Men in My Situation by Per Petterson & Ingvild Burkey (trans.)
Men in My Situation paints a portrait of the effects of grief upon a fragile psyche, and as you are already guessing, the results ain’t pretty. Our first-person narrator, Arvid, lives in Oslo and his life has come undone with two shattering incidents: a ferry accident in which members of his family have died, and the subsequent implosion of his marriage. He describes his attempts to keep in touch with his three young daughters, but as they spend less and less time with him, we realise that the gap between the life he is describing and its actuality is getting wider and wider.
We spend a lot of time on the streets of Oslo and on the roads leading in and out of the city – Arvid has a mania for describing landmarks, directions, the relationships between suburbs and towns. He is a writer, a quite well-known one (the similarities of his life circumstances to Petterson’s have been noted), and this becomes a repeated gag in the book, whereby various people he meets have read his books but are circumspect in giving their opinions of them.

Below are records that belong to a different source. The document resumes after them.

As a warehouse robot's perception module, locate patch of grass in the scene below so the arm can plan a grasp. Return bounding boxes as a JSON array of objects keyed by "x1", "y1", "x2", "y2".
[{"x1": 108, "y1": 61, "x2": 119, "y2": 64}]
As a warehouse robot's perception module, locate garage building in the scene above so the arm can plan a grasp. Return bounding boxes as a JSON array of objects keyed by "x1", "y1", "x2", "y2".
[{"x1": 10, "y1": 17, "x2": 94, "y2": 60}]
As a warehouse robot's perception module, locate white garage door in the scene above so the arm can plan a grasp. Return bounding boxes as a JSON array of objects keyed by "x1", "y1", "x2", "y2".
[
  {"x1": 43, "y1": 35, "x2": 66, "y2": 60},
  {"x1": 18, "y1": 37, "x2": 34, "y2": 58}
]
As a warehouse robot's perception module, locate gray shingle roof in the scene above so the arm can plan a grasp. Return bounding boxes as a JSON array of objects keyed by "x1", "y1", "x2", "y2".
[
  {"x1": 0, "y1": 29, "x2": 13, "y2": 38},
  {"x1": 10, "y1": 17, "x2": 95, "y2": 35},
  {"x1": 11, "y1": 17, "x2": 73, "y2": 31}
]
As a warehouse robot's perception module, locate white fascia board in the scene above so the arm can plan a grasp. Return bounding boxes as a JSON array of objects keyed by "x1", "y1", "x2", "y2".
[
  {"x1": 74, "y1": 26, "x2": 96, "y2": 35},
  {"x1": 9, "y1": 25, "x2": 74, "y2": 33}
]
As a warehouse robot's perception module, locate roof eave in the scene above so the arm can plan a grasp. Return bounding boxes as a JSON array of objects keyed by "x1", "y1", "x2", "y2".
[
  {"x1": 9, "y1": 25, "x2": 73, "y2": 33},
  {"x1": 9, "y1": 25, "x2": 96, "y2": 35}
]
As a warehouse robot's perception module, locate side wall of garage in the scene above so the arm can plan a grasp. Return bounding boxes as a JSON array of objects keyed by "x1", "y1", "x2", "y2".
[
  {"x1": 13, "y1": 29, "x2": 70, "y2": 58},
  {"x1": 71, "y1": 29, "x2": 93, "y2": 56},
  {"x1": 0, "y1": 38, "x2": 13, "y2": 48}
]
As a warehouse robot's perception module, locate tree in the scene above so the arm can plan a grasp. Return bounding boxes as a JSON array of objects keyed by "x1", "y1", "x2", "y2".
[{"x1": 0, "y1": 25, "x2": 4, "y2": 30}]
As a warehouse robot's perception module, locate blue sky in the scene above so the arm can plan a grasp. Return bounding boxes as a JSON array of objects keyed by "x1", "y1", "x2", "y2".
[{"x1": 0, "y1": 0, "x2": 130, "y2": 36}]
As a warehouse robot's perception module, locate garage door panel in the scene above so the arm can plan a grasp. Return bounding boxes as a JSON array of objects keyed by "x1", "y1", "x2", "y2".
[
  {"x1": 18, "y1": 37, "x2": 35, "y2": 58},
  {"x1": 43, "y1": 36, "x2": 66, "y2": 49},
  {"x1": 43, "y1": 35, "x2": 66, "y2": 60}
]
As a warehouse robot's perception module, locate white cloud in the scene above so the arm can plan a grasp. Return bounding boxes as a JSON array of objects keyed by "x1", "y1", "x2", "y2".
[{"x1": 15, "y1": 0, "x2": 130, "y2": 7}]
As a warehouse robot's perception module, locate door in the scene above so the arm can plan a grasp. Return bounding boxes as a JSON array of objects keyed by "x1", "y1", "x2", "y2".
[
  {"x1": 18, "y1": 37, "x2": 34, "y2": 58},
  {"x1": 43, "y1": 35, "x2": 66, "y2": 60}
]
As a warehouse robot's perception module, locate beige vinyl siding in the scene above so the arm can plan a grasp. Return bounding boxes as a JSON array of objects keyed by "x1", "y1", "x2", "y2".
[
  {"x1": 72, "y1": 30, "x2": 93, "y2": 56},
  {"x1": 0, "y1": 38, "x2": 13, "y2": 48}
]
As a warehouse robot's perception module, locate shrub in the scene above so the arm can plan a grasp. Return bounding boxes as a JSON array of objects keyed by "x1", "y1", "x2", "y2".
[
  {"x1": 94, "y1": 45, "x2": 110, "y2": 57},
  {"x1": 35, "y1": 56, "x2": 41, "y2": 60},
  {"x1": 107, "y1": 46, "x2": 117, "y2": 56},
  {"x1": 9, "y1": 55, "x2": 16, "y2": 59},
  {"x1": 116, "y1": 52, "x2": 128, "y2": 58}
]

As well as being physically located, the character culturally situates himself with references to plays and novels and films and music: Strindberg and Berger and Bergman and the Beatles. But though Arvid insists on his location by means of architecture and art, he is a nowhere man. His grief has plunged him into a solipsistic hellhole. Most of this book is less of a narrative and more the description of the concentric ripples on the surface of a life when a person falls through to the underneath. The last part of the book, however, (and thankfully so if the book is indeed based on Petterson’s life) allows some years to elapse and Arvid the chance to connect again with a world outside himself.